Его внутренний голос напоминал Марку о Вентиусе. Такой же страшный, бросающий в жар голос — и от него было не убежать.
«Тина была лишь орудием. Но это ты начал все эти смерти, начиная с Ирмы. Смирись ты со своим эгоизмом, ничего бы не свершилось! Ты и твоё упрямство погубили эти жизни. И хватит строить из себя несчастного, потому что у тебя амнезия! Её больше не существует».
Это всё его вина. Разумеется, его.
Это он убил Ирму, когда её можно было спасти иным способом. Это он вдохновил Германа убивать полутеней после того, как он сам убил троих. Это он оттолкнул от себя Тину — настолько больно, что она пошла ради него на грех, лишь бы доказать чистоту своих чувств. И это он стал причиной восхода Дома Слёз, чей безликий демон обретает былую и опасную силу.
«Так ты помнил про Ирму уже тогда, когда мы нашли её труп? Помнил и молчал?»
Слишком долго он обвинял что угодно и кого угодно, кроме себя. Из-за него начались несчастья, из-за одного его существования!
Постойте… Вентиус. Такой ли уж он безликий?
— Марк? — Денис окликнул его вслух. — Уж не вспомнил ли ты что-то ещё?

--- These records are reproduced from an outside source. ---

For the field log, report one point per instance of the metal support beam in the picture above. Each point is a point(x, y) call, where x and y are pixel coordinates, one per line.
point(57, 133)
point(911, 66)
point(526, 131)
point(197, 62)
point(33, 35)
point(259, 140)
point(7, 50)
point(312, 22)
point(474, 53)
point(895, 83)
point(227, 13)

Вентиус. Это не просто пронизывающий голос и бесформенный дым. За этим скрывалось гораздо большее.
— Ты только посмей у меня кони двинуть, слышишь! Чёрт возьми, Марк!.. Марк!
Лицо искривилось в новом осознании. Марк вжался в обивку дивана, вскинул голову, приложившись шеей к подлокотнику. Внешний мир уплывал от него бессчётное количество раз, и вот он снова покидает Марка, а сам Марк покидает его сознанием. Он уходил, чтобы вспомнить. И продолжить биться.
Парение. Нескончаемое, умиротворённое парение. Он потерял счёт времени, без движения вися в воздухе, хотя он и не стремился считать. Слабые проблески сознания заставляли его открывать глаза и заново убеждаться, что находится в одном и том же месте — в зачарованных стенах Дома Слёз. Вне сомнений, он по-прежнему находился здесь. Однако эту комнату он не узнавал. Пустая, круглая, с красивыми вытянутыми окнами, за которыми переливался свет, просачиваясь на каменный пол. Может, он и был здесь когда-то. Памяти он не доверял.
Стоило Марку хоть на миг открыть глаза, как ему хотелось закрыть их снова. Был ли он мёртв? Был ли он жив? Не всё ли равно. Он лишился стремлений, он ни в чём более не нуждался. Он не нужен был миру — так же, как и мир не нужен был ему.
— Боже! — где-то раздался женский голос. — Что ты сотворил с собой! Что ты натворил, дурачок!
Сквозь стену ему навстречу вылетел призрак Ирмы. В комнате появился новый источник света. Невесомым пёрышком она подлетела к Марку и стала гладить его обвислые щёки, всматриваясь в померкшие глаза.
— Какой же ты дурак, Марк. Что Герман, что ты, такие непоколебимые. За что ты себя так, за что…
Он так и не пошевелился. Его существо глубоко парализовано. Лишь тяжёлые веки медленно поднимались и опускались, оставляя его наедине с непроглядной пустотой.
— Ирма, уходи, — за стеной послышался иной женский голос, и сквозь неё прошёл призрак с кровавым ореолом.